Noise above 55 dB(A), where dB(A) is a measure that attempts to correct the way the human ear perceives loudness, is considered noise pollution for humans, and the sound values in the range 65–75 dB(A) cause stress to the body, leading to arterial hypertension (high blood pressure), cardiovascular disease, and heart attacks (Berglund et al. 1999). In Canada, the sound level of a passing train reaches values up to 85 dB(A), but between trains the sound levels drop to 43–53 dB(A) (CTA 2015). Measurement campaigns on high speed trains in several European countries over 10 years revealed sound values ranging from 85.5 to 97 dB(A) when the train speed was between 250 and 350 km/h (Gautier et al. 2008). In Japan, Matsumoto et al. (2005) compared the noise as a function of distance and observed a high noise level of 64 dB at 200 m from a railway in the countryside, a value similar to that near residential areas (65.7 dB). In fact, in Japan, noise can still reach 72 dB at 50 m from the track, i.e., higher than the Japanese permissible standards of 70 dB(A) (Kanda et al. 2007).

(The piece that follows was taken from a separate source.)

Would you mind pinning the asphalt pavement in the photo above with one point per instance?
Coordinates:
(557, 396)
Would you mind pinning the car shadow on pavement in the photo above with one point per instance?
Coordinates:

Air Pollution and Emission

The emission of gases from traffic constitutes an important source of environmental pollution all over the world (Hofman et al. 2014). These emissions depend mainly on the type of transport and fuel. Potential sources of contaminants associated with railways include diesel exhaust, and the abrasion of brakes, wheels, and rails, as well as dust from the transport of minerals and treated railway ties (Levengood et al. 2015).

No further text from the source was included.